Storytelling
June 9, 2008 – 3:45 pmThe central component in all media is the story. What is the message we get out of the experience and how does it map onto our lives and change us?
linear narrative => branching narrative => transmedia narrative
Traditional storytelling has been linear: Movies, television, and books all move in a sequence from start to finish. There have been examples where the story plays with nonlinear techniques, however, the experience itself is something that you consume in a linear way.
Conversations, in contrast, are unique. They are not a set sequence in a story — they are an interactive form of collaborative storytelling. The telephone is a good example of a broadcast technology that supports interactive storytelling.
Websites and video games are also building in interactive aspects to a story and they strive to build out the depth of experience that an audience can engage in.
There is also a lot of work happening in transmedia storytelling – stories that transcend one specific medium and covey a message in a pluralism of forms. More of a collaborative storytelling effort and immersive experience.
So the trend is to make your story a whole universe with parts in each medium that make the most sense for that part of the story. The Stars Wars story is a good example: it is movies, television, books, and video games. All these forms allow fans to explore and immerse themselves in the story.

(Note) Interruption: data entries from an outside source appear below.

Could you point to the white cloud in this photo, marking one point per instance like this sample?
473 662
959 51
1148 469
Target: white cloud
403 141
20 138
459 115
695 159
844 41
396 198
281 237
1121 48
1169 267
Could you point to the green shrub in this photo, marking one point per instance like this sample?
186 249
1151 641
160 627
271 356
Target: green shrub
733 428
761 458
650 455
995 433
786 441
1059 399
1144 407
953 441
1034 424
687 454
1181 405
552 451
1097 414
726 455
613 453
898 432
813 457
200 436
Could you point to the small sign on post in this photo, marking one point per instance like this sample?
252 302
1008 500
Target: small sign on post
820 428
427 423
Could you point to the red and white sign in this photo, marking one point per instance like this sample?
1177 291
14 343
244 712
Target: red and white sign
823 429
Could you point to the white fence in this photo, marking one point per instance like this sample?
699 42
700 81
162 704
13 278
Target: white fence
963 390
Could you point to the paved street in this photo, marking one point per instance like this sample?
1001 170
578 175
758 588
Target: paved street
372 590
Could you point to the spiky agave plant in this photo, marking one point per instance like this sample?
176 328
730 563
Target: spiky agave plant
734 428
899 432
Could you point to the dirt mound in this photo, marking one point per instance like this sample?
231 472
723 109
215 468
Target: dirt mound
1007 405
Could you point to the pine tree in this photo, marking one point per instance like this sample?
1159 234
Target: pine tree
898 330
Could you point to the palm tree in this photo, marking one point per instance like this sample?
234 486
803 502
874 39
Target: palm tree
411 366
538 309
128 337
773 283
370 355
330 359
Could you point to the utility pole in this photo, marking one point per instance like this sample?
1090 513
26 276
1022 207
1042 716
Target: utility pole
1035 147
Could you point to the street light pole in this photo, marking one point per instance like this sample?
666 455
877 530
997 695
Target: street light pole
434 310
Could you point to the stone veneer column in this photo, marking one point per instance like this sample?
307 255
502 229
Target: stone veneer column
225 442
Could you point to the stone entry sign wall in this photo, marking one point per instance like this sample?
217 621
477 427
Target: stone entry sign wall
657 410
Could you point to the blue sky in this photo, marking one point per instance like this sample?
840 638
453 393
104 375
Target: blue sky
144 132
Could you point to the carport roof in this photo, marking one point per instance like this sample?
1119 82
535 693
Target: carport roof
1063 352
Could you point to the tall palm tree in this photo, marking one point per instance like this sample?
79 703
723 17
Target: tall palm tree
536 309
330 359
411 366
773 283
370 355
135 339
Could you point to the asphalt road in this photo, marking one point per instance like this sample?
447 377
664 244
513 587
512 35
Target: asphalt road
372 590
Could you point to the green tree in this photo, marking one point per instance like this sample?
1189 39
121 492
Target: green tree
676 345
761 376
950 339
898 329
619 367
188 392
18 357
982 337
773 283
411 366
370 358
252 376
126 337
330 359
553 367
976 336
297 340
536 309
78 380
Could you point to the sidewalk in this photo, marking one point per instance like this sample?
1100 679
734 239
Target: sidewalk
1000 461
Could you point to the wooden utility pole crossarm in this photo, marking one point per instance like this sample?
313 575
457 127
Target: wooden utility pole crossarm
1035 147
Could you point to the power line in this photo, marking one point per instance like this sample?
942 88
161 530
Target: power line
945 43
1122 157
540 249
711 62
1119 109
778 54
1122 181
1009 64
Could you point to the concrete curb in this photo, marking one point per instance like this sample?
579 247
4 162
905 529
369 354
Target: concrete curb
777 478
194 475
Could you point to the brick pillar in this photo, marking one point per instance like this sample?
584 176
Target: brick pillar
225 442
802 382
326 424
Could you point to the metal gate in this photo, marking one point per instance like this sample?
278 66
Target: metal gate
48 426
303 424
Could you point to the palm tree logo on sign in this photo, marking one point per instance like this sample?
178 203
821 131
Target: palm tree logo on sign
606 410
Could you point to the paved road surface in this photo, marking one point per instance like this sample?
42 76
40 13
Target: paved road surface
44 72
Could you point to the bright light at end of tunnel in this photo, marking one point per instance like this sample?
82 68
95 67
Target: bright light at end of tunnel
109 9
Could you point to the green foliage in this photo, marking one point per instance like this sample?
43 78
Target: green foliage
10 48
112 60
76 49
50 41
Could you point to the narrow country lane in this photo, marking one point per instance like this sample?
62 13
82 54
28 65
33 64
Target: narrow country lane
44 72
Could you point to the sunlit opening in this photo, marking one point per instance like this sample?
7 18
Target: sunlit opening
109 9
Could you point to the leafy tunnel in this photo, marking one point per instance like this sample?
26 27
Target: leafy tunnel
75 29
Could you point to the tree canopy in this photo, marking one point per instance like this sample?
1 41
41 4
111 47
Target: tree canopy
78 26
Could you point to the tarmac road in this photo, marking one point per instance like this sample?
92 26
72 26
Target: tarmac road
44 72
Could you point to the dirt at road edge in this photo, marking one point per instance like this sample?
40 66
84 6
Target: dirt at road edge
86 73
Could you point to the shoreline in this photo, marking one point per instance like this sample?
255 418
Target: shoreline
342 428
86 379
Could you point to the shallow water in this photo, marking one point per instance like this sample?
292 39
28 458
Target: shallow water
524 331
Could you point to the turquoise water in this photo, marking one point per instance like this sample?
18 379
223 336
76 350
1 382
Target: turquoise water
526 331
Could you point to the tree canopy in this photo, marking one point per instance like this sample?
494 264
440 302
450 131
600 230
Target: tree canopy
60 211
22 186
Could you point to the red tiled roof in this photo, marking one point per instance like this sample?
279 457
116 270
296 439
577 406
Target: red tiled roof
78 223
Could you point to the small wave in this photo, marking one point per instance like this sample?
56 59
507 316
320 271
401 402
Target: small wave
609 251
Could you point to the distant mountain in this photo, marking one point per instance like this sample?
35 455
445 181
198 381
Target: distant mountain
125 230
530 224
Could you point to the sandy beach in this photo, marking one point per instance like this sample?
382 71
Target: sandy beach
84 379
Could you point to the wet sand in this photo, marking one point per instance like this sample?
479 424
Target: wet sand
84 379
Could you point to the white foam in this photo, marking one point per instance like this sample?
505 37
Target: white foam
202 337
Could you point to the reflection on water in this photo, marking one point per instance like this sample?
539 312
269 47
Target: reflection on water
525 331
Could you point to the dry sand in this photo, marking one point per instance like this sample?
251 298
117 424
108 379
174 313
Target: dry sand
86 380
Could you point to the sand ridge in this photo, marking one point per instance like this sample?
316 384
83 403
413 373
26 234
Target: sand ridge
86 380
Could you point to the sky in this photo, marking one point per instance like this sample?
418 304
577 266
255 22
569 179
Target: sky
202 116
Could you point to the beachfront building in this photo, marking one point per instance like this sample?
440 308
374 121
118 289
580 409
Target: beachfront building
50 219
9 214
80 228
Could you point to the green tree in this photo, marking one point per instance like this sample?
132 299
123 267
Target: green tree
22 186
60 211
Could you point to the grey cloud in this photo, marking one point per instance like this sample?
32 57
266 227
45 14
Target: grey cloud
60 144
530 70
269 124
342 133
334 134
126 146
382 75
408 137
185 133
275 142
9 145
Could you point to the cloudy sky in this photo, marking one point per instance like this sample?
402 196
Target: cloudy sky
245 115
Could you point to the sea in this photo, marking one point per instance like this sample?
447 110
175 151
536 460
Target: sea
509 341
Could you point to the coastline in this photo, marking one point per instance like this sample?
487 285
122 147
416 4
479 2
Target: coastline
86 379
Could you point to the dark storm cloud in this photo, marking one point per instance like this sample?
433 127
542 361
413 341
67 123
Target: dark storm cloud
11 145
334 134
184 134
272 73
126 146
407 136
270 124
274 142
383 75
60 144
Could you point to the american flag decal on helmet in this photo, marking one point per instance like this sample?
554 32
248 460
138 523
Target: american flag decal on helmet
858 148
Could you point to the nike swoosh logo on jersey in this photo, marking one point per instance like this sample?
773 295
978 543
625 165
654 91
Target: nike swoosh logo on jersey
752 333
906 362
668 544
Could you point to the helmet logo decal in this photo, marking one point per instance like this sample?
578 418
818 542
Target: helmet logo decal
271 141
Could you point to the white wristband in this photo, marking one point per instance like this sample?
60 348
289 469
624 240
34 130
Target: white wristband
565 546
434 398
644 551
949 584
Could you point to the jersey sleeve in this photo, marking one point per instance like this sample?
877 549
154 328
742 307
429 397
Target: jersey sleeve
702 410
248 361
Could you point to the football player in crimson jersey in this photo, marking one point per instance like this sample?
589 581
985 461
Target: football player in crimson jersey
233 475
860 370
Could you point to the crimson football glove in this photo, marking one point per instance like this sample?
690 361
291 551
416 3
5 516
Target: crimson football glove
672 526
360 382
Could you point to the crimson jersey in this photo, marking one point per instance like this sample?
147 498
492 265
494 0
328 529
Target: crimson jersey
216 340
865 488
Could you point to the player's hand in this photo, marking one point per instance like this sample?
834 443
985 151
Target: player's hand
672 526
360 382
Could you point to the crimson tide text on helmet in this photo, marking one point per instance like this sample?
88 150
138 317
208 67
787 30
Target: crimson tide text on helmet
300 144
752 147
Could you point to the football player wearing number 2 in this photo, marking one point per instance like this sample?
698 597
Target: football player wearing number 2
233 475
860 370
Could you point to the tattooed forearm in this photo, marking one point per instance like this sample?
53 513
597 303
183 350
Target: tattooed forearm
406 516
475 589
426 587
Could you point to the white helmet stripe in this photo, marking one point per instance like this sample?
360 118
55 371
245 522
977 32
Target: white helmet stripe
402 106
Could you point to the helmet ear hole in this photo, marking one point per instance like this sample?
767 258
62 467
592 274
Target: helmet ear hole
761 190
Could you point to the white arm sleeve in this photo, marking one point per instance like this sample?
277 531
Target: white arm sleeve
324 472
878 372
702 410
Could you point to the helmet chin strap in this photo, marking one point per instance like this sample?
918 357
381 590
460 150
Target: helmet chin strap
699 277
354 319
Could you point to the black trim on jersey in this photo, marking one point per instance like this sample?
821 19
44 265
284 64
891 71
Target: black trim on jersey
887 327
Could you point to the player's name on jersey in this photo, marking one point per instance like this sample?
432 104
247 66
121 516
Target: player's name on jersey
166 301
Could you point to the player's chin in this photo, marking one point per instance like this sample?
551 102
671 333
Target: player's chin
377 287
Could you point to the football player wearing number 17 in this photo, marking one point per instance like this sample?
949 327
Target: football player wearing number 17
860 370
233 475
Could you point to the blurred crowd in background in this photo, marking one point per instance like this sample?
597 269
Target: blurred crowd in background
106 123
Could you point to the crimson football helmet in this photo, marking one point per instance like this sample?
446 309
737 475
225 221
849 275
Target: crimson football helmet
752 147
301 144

There is a cultural concern that new media will take traditional stories and recreate them in another medium just to make it edger, or to spin it a different way, or to add a component that had never been addressed before. What will happen to our stories that have cultural significance when exposed to this transmedia expolsion? Everything in culture is iconic and will find new representation in every iteration of the media.
And this assumes that the real value in story telling is being able to provide a narrative with the right icons at the right time to appeal to your audience. And if the audience likes what they get, they’ll likely continue to engage your story through other forms.